Friday, January 28th, 2022

Shopper Client Stories


by Rob Lauer

The figure of Saint Nicholas-the Turkish third-century Christian saint-has been a part of Christmas celebrations worldwide for centuries. Legendary for his generosity and traditionally depicted wearing an ancient Christian priest's gold or red robes, Saint Nicholas was a far cry from our modern Santa Claus.

In his 1809 book Knickerbocker's History of New York, American writer Washington Irving first portrayed a pipe-smoking St. Nicholas soaring over the rooftops in a flying wagon, delivering presents to good girls and boys and switches to bad ones.

In 1822, American writer Clement Clarke Moore penned A Visit From St. Nicholas," better known today as The Night Before Christmas. First published anonymously, the poem went viral, and from then on, St.

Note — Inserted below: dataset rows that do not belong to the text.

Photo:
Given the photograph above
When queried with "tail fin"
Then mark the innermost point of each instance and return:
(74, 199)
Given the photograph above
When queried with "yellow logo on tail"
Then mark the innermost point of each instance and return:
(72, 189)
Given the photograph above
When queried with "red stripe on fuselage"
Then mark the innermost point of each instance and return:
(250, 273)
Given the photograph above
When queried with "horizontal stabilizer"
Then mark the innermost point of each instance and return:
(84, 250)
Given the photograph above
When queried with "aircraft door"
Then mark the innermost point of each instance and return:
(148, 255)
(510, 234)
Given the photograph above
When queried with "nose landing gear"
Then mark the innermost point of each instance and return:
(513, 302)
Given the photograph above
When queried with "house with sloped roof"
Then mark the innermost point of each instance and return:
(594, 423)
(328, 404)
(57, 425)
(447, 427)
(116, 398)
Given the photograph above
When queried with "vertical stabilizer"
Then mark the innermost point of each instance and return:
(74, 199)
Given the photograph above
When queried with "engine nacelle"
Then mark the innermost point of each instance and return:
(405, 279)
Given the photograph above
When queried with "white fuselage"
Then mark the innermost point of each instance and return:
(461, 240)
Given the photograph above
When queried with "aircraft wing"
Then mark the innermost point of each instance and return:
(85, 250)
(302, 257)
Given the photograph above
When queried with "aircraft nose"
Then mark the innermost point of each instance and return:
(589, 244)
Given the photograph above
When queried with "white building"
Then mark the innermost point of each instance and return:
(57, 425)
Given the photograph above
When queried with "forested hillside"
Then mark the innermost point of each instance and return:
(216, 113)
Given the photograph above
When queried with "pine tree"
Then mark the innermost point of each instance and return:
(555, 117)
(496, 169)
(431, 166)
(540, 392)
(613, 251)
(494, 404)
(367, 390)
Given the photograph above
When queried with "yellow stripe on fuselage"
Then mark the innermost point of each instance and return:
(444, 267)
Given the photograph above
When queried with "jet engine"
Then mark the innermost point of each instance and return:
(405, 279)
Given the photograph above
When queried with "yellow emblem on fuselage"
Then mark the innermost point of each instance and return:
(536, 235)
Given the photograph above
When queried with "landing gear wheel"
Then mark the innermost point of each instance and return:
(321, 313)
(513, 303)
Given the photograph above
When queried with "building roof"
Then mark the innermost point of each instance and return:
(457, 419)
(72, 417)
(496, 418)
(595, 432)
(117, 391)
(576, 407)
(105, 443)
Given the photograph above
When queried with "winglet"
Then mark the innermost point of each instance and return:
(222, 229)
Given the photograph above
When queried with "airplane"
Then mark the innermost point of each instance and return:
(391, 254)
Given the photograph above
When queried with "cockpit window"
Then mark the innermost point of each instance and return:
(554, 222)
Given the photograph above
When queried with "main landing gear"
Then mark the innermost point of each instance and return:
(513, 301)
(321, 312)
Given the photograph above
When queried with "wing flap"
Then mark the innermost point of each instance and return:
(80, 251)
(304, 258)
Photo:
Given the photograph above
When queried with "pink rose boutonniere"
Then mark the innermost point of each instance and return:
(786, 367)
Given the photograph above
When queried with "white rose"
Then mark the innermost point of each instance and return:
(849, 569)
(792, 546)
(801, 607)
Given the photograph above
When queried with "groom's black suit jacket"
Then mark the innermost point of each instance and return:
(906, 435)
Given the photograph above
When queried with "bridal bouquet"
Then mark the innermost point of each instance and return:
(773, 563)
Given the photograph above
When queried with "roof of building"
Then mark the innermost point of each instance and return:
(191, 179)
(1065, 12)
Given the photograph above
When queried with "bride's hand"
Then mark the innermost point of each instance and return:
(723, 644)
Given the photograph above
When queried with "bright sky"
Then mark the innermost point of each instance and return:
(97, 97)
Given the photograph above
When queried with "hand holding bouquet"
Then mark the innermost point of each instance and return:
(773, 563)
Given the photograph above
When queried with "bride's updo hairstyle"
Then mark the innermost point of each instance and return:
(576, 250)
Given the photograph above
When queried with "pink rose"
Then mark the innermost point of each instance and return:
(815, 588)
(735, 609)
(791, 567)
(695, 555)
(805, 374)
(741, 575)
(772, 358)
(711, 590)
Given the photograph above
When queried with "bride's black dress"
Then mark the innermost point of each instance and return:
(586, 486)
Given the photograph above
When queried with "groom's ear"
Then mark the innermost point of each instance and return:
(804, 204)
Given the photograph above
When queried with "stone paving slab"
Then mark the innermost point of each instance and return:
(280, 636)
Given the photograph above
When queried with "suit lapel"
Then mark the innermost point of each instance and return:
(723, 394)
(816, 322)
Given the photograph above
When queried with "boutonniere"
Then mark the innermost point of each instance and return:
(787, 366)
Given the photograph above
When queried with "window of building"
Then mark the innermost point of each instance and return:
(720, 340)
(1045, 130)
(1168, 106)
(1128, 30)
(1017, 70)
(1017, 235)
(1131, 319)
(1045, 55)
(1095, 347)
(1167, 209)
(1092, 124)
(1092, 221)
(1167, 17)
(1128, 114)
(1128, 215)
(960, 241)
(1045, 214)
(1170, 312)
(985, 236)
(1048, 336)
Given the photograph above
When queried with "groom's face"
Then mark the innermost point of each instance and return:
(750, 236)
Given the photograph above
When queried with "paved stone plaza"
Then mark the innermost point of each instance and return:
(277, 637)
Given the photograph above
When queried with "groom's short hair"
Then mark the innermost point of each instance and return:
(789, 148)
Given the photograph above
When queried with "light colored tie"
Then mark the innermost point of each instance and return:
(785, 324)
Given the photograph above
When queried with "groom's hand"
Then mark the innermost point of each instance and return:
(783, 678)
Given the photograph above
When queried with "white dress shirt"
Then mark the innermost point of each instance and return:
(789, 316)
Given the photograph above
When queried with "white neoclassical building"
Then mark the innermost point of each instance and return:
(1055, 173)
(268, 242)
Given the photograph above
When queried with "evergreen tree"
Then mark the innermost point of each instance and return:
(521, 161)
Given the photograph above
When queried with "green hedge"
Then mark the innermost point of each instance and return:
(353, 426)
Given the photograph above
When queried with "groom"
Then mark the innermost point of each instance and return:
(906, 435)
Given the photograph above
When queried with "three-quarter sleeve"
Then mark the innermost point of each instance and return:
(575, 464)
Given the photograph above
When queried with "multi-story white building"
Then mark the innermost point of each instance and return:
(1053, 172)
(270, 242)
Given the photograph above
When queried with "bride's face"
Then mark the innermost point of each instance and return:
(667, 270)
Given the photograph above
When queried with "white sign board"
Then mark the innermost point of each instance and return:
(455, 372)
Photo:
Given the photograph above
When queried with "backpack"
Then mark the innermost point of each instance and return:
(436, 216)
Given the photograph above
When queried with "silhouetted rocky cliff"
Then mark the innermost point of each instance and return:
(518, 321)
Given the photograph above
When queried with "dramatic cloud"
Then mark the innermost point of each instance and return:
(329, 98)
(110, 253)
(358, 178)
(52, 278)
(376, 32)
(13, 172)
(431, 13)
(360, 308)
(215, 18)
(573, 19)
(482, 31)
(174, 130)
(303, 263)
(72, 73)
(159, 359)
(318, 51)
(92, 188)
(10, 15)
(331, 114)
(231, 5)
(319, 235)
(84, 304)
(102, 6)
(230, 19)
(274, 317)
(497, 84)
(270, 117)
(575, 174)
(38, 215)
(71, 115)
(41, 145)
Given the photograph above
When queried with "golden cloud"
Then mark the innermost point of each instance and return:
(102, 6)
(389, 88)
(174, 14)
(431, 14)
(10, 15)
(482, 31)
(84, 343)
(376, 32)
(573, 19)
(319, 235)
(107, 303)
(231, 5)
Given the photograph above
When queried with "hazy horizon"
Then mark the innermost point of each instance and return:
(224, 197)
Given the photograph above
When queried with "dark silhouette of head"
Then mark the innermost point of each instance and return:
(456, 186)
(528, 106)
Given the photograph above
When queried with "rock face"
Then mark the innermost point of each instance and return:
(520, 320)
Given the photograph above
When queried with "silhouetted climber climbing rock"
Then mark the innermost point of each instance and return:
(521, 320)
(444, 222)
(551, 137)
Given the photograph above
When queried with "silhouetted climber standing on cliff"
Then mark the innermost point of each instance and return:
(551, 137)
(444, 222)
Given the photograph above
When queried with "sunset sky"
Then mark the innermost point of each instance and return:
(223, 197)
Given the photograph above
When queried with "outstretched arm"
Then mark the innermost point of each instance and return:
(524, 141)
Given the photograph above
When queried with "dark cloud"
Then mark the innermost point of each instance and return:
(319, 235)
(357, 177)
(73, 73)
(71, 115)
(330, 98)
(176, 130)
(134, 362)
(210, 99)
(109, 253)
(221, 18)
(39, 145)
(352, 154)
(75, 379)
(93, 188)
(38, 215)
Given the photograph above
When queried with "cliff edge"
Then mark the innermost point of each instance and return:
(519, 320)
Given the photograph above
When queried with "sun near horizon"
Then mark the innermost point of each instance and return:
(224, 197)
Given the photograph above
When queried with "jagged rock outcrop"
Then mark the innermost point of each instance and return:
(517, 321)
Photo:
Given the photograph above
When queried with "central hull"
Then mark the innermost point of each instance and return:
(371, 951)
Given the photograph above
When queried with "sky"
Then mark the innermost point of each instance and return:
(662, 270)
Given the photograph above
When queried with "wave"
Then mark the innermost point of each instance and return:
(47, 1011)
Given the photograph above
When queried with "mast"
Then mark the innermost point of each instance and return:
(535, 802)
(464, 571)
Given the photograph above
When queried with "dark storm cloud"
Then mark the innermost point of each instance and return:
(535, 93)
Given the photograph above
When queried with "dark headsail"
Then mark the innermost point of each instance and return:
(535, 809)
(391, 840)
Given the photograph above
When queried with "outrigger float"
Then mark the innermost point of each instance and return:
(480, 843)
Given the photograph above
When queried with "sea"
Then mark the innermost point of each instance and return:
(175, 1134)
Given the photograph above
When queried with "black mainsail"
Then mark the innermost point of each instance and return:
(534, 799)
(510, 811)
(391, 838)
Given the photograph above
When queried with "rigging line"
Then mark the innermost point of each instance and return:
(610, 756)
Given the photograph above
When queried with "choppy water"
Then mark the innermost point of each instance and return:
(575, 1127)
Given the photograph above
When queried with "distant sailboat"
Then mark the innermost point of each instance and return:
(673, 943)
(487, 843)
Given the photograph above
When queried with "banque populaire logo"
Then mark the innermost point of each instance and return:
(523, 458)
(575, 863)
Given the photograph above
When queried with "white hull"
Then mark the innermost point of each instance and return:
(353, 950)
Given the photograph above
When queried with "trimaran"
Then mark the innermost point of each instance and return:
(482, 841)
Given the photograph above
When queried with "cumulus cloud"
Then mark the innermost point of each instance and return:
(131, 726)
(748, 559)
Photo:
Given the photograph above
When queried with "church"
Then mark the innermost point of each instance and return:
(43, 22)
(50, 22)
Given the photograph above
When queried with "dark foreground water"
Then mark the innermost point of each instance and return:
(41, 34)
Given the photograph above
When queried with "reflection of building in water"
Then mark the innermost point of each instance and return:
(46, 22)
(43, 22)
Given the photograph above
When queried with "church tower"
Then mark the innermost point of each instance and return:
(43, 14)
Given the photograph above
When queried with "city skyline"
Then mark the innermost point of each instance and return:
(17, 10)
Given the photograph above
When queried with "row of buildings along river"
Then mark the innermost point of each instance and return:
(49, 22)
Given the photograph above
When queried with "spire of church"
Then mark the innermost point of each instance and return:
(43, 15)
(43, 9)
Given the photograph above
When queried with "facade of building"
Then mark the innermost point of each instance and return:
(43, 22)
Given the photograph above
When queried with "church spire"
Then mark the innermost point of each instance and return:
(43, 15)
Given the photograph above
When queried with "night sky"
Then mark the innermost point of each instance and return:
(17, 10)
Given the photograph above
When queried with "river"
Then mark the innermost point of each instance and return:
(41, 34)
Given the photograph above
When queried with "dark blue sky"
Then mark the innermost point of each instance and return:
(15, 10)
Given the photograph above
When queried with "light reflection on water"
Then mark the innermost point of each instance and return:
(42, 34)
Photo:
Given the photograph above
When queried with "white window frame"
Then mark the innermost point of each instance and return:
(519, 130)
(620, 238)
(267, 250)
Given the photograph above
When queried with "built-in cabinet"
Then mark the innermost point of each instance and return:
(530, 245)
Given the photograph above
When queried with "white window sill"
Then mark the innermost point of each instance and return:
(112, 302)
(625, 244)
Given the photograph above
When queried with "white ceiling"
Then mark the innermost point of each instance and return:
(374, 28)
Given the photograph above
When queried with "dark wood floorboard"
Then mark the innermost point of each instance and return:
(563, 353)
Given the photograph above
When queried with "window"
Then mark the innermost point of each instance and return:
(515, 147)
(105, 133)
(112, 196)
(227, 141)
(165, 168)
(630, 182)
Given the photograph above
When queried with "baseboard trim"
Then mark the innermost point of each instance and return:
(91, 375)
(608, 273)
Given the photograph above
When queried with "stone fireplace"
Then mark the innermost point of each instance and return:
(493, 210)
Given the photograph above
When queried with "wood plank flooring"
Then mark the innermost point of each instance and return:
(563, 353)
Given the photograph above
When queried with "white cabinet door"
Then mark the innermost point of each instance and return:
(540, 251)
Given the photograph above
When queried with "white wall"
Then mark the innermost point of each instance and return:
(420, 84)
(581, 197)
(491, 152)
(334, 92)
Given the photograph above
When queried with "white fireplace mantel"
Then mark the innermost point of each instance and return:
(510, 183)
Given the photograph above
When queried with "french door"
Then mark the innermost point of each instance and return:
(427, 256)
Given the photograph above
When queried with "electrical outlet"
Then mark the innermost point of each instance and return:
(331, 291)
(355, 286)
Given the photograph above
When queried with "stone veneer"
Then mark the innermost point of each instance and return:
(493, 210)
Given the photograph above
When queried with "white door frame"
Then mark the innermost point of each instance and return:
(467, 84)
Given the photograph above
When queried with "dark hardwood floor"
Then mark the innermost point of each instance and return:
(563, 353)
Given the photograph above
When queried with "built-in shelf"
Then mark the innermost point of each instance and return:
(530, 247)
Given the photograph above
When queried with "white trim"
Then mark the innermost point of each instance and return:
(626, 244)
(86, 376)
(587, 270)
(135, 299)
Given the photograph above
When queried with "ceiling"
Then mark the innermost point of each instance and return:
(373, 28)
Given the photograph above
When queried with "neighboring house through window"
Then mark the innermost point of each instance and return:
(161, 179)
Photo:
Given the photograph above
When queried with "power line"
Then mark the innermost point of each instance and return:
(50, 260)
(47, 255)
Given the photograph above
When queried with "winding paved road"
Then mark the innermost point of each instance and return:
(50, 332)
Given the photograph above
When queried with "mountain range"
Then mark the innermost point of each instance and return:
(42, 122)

Nick was a plump, jolly elf,  dressed all in fur, who rode in a sleigh drawn by eight reindeer.

But Haddon Hubbard "Sunny" Sundblom-an artist hired by the Coca-Cola Company in the 1920s-deserves most of the credit for creating the modern version of Santa Claus.

Beginning with Coke's annual holiday promotions in 1931, "Sunny" began painting Santa as a robust, larger-than-life, grandfatherly figure.  Until then,  Santa was typically depicted wearing a knee-to-ankle length overcoat either made completely of brown furs or of blue, brown, red, or green fabric lined with brown fur. Since the Coca-Cola logo was white and red, "Sunny" dressed his Santa in a suit, with a shortened coat, made of only those two colors. The bright "Coca-Cola red" clothing accentuated Santa's round, rosy cheeks and nose, while the clean white fur lining the suite brought snow to mind.